Rapid Decline of Liver Stiffness Following Alcohol Withdrawal in Heavy Drinkers
Version of Record online: 8 MAR 2012
Copyright © 2012 by the Research Society on Alcoholism
Alcoholism: Clinical and Experimental Research
Volume 36, Issue 8, pages 1407–1411, August 2012
How to Cite
Trabut, J.-B., Thépot, V., Nalpas, B., Lavielle, B., Cosconea, S., Corouge, M., Vallet-Pichard, A., Fontaine, H., Mallet, V., Sogni, P. and Pol, S. (2012), Rapid Decline of Liver Stiffness Following Alcohol Withdrawal in Heavy Drinkers. Alcoholism: Clinical and Experimental Research, 36: 1407–1411. doi: 10.1111/j.1530-0277.2012.01737.x
- Issue online: 1 AUG 2012
- Version of Record online: 8 MAR 2012
- Manuscript Accepted: 5 DEC 2011
- Manuscript Received: 3 AUG 2011
- Alcoholic Liver Disease;
- Liver Stiffness;
- Alcohol Withdrawal
Measurement of liver stiffness (LS) using real-time elastography appears as a promising tool to evaluate the severity of chronic liver diseases. Previous studies in patients with alcoholic liver disease have suggested that fibrosis was the only histological parameter to influence LS. To challenge this hypothesis, we have prospectively tested the short-term impact of alcohol withdrawal on LS value.

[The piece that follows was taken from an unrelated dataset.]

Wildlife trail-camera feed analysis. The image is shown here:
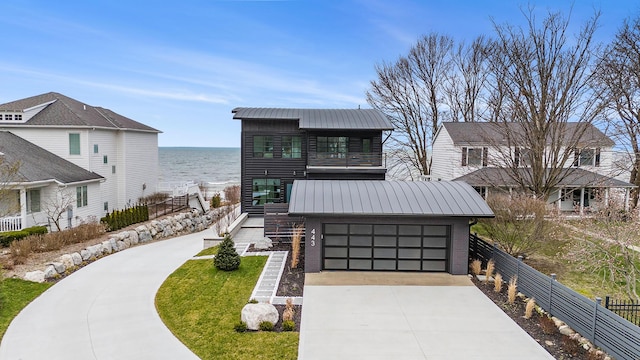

Patients hospitalized for alcohol withdrawal in our Liver and Addiction Unit between 2007 and 2010 had an LS determination at entry (D0) and 7 days after alcohol withdrawal (D7). LS value was given as the median of 10 measurements performed with a FibroScan® device. For a given patient, variation of LS was considered as significant when the comparison of the 10 measurements at D0 and at D7 yielded a p-value under 0.05 (Wilcoxon test).
One hundred and thirty-seven patients were included in the study (median alcohol consumption: 150 g/d; hepatitis C: n = 21 [15.6%]). Considering all patients, median LS value decreased from 7.2 to 6.1 kPa between D0 and D7 (p = 0.00001, paired Wilcoxon test). LS decreased significantly in 62 patients (45.3%), and there was a reduction in the estimated stage of fibrosis in 32 (23.3%). LS increased significantly in 16 patients (11.7%). Subgroup analyses revealed that the decrease in LS was still significant in patients with or without hepatitis C infection, and aspartate transaminase level below or above 100 UI/l.
LS decreases significantly in nearly half of heavy drinkers after only 7 days of abstinence. This result strongly suggests that nonfibrotic lesions (such as the presence of alcoholic hepatitis) may influence LS. From a practical point of view, it also shows that variation of alcohol consumption must be taken into account for the interpretation of LS value.